Of course, any kind of growth and perfection demands personal effort as well. God leads and helps us and gives us all the tools to succeed, but constancy and struggle are necessary ingredients to become virtuous. These difficulties, both outer and inner, are called personal "crosses." Every Christian has to carry his personal cross if he wants to participate in his victory over evil. Salvation consists of two parts: the objective part already accomplished by Jesus Christ on the Cross, and the subjective part which consists of a personal effort to become a true Christian. About this second aspect of salvation, Jesus says: "He who follows after Me [wants to be My disciple] but does not take his cross, is not worthy of Me" (Matt. 10:38). There is nothing bleak in this carrying of one's personal cross. The Apostles, in talking about a Christian's struggle, comforted themselves and others with the words: "The sufferings of this present time are not worthy to be compared with the glory which shall be revealed in us" (Rom. 8:17). And the more a Christian shares in Christ's sufferings, the more he will share in His glory.

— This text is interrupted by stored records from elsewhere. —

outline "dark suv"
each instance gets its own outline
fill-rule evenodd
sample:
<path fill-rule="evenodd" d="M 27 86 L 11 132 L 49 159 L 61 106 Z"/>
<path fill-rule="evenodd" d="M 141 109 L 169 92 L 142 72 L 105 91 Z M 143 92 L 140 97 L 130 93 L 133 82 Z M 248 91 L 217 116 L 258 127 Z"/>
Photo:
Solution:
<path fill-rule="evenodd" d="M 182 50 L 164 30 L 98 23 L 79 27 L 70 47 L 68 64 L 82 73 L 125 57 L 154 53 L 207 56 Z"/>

A few words about the sign of the cross. Before Christ, the cross was an instrument of the cruelest punishment, and a symbol of horror. After His sufferings, it became the sign of the victory of good over evil and of life over death; it became the reminder of the limitless love of God and a source of happiness. The incarnate Son of God sanctified the cross with His blood and made it the carrier of His blessings and holiness. Because of these properties, the sign of the cross became an essential component of Christian life since apostolic times, used in all Church services and private prayers. For instance, water is blessed and becomes holy with the sign of the cross, and bread and wine are transformed into the Body and Blood of Christ; in summary, all Sacraments acquire their spiritual power through the sign of the cross. As flies cannot tolerate flame, so demons cannot stand the presence of the cross. The sign of the cross protects a Christian from accidents and misfortunes and attracts God's help to him. That is why Orthodox Christians revere the cross so much, bless themselves with the sign of the cross, wear a cross on their chest and adorn their homes and churches with crosses.